Perhaps most daunting is the challenge of translating the various program components identified in this chapter into a real-world application; to move from an abstract, disassociated discussion of recommended practices to a fully-integrated infrastructure of people and processes sufficient to accomplish the stated goals of the Model Program. For practical purposes, it must be assumed that a significant number, if not all, of the functional screening, education and counseling, and referral-for-remediation components referenced herein will fall under the purview of a motor vehicle administration or DMV. Following the experience of the Pilot Study, it will be further assumed that a Medical Advisory Board or similar entity in a given jurisdiction will be the key organizational unit for coordinating and carrying out driver screening and evaluation program activities.

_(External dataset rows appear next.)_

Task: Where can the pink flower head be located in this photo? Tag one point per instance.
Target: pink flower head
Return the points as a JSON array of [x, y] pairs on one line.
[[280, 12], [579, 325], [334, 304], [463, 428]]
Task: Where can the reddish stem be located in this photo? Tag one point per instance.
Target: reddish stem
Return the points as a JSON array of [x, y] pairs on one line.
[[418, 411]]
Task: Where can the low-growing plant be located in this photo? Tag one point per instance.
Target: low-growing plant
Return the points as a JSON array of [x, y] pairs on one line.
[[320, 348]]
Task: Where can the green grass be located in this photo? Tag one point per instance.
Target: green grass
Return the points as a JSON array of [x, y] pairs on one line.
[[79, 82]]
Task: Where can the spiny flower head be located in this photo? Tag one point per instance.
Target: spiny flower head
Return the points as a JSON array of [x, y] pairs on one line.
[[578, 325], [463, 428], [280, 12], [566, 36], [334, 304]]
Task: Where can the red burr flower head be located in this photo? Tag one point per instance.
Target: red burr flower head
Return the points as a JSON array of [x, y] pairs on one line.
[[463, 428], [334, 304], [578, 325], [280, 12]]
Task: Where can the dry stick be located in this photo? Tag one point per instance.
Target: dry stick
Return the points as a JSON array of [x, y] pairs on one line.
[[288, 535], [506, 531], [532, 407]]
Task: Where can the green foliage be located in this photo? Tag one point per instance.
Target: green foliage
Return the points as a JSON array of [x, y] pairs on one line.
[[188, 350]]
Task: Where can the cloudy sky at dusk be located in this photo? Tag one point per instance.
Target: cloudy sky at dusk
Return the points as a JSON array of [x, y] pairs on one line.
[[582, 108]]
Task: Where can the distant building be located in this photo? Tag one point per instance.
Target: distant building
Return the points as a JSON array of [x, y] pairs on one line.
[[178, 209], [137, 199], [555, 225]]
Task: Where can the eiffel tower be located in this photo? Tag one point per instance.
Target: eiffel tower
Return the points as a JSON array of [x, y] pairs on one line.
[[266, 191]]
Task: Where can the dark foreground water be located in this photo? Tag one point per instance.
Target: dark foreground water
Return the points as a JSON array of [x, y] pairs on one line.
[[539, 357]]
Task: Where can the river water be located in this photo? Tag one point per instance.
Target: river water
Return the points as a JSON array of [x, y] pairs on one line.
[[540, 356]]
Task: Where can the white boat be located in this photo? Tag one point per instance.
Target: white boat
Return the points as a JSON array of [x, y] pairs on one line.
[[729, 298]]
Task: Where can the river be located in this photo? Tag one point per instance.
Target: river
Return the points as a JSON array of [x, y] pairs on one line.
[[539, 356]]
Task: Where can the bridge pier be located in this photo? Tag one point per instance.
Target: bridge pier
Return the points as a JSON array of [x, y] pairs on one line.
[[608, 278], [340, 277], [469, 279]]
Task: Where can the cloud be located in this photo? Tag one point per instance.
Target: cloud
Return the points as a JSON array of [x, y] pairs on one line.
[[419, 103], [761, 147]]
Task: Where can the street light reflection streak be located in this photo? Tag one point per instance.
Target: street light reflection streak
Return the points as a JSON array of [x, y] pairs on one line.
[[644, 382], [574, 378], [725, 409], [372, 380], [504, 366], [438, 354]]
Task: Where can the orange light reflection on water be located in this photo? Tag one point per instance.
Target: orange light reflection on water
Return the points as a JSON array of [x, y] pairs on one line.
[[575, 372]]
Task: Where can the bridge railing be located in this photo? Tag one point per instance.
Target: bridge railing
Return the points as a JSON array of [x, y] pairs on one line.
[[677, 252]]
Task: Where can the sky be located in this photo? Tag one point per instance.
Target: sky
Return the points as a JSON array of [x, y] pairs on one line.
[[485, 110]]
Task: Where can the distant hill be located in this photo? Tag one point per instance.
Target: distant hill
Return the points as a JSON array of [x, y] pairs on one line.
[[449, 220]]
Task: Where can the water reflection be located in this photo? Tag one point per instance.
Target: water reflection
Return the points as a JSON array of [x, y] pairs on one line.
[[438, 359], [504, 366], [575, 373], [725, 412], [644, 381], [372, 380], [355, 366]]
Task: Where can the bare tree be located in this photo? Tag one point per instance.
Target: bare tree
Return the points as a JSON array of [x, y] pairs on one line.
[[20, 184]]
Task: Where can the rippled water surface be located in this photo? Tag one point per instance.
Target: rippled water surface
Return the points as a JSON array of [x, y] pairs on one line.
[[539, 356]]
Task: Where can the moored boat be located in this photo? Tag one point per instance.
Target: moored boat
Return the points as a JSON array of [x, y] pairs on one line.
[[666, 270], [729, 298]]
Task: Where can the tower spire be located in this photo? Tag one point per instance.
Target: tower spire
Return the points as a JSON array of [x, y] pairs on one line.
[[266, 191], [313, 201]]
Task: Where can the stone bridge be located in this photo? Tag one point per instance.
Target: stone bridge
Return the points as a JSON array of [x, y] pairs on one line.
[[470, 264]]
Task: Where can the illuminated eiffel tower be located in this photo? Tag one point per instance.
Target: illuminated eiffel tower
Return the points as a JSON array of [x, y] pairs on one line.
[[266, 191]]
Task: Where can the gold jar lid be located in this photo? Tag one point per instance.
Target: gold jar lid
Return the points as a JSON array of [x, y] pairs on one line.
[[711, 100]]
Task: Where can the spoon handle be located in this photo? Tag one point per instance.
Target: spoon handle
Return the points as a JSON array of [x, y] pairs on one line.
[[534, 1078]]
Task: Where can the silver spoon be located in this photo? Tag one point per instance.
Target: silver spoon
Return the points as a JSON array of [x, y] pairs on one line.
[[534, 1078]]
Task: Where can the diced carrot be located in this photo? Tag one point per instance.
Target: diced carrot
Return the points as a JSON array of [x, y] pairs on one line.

Within that context, a framework for evaluating a person's medical fitness to drive is shown in figure 3. This model closely parallels the operations that have been put in place in the State of Maryland, in large part as the result of this research. Certainly we recognize that each jurisdiction engaged in driver screening and evaluation activities will face different challenges in delivering services that are both cost-effective and acceptable to the public, and will develop somewhat different solutions. At the same time, lessons learned in the Maryland Pilot Study suggest a general framework for program organization and flow of program operations that should broadly benefit all jurisdictions in meeting common safety and mobility goals. These lessons learned are embodied in a pending publication, Model Driver Screening and Evaluation Program: Guidelines for Motor Vehicle Administrators (NHTSA, 2002).